This time we attempt to predict if poll responders said they’re happy or not. We also take a look at what features are the most important for that prediction.
There is a private competition at Kaggle for students of The Analytics Edge MOOC. You can get the invitation link by signing up for the course and going to the week seven front page. It’s an entry-level, educational contest - there’s no prizes and the data is small.
The competition is based on data from the Show of Hands, a mobile polling application for US residents. The link between the app and the MOOC is MIT: it’s an MIT’s class and MIT’s alumnus’ app. You get a few thousand examples. Each consists of some demographics:
- year of birth
- household status
- education level
- party preference
Plus a number of answers to yes/no poll questions from the Show of Hands. Here’s a sample:
- Are you good at math?
- Have you cried in the past 60 days?
- Do you brush your teeth two or more times every day?
- Mac or PC?
- Do you drink the unfiltered tap water in your home?
- Were you an obedient child?
- Do you personally own a gun?
The goal is to predict how a person responded to “are you happy?”. While not a scientific study, this thing could produce some insights about happiness. It should be interesting to see what factors have the most impact on the target variable.
The contest is evaluated using AUC and the top of the leaderboard scores about 0.75, halfway between random and perfect.
The data has a lot of missing values, because few responders answered all 101 questions. There’s a variable with vote count for each person:
Among demographics only YOB has missing values. We set them to zero - trees, specifically random forest, will understand it just right.
data$YOB[data$YOB < 1930] = 0 data$YOB[data$YOB > 2004] = 0 data$YOB[is.na(data$YOB)] = 0
It is convenient to use R, because R can handle categorical values natively, without vectorizing to one-hot encoding. Here’s how to split the training set for validation:
p_train = 0.8 # proportion of training examples n = nrow( data ) train_len = round( n * p_train ) test_start = train_len + 1 i = sample.int( n ) # 800 1945 349 1674 735 3485... train_i = i[1:train_len] test_i = i[test_start:n] train = data[train_i,] test = data[test_i,]
We get AUC of roughly 0.7 in validation. Naive Bayes produces a similiar result. The code is available at GitHub.

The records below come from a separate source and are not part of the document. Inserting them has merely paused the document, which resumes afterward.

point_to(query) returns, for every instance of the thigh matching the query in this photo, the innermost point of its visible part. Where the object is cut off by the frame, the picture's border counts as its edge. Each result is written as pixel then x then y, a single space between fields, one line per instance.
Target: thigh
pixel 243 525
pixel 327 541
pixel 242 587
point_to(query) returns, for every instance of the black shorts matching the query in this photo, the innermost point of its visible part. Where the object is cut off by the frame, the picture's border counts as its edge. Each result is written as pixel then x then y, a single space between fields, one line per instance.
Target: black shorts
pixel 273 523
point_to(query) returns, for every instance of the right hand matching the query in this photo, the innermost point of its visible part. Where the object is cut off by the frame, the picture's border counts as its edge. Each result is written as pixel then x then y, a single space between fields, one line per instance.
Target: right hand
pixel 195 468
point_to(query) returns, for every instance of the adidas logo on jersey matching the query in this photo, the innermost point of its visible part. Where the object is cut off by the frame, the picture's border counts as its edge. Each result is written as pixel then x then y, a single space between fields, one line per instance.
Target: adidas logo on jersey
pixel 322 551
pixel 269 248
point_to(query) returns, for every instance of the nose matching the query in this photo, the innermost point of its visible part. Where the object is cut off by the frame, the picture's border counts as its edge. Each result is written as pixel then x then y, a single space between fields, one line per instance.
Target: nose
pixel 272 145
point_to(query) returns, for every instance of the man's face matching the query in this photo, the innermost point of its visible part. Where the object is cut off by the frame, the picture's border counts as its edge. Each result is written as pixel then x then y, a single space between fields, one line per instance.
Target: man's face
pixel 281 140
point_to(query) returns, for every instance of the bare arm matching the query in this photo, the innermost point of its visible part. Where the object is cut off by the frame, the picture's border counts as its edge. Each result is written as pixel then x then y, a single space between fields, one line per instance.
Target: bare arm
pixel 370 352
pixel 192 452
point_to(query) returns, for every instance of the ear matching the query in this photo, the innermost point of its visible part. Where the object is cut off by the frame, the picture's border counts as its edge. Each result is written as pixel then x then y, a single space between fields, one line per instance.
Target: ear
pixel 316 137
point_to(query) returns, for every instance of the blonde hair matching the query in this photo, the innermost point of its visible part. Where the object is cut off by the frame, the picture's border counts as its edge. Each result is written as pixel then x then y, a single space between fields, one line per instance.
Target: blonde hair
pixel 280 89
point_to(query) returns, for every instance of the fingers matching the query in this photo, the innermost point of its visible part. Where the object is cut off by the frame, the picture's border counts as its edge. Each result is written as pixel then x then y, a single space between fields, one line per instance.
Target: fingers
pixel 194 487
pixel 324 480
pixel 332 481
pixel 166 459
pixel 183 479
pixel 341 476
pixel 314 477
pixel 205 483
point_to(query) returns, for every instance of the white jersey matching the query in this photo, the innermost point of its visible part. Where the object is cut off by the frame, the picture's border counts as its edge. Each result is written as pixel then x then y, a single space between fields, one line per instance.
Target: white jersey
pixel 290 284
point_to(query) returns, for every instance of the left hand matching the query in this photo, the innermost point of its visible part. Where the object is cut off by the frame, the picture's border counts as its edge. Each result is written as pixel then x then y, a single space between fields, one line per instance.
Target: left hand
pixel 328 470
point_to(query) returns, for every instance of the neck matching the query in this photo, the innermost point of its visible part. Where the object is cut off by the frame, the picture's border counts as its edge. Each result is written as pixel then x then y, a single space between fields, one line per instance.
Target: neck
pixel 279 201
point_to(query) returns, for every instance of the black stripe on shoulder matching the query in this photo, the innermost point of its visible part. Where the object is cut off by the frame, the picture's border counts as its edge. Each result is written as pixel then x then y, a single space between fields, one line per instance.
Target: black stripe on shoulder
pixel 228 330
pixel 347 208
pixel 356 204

Now to see which factors are important for predicting happiness. Random Forest inherently assigns importance to variables. In R, you can plot it:
varImpPlot( rf, n.var = 18, main = "Importance of variables" )
It seems that what matters is mostly demographics, with an exception of gender. Income and education level are the most important. Let’s look at the questions. Apparently there’s a gap: the three questions matter much more than the others. They are:
- 118237: Do you feel like you are “in over-your-head” in any aspect of your life right now?
- 101162: Are you generally more of an optimist or a pessimist?
- 107869: Do you feel like you’re “normal”?
Makes sense, although we probably wouldn’t pick those by hand.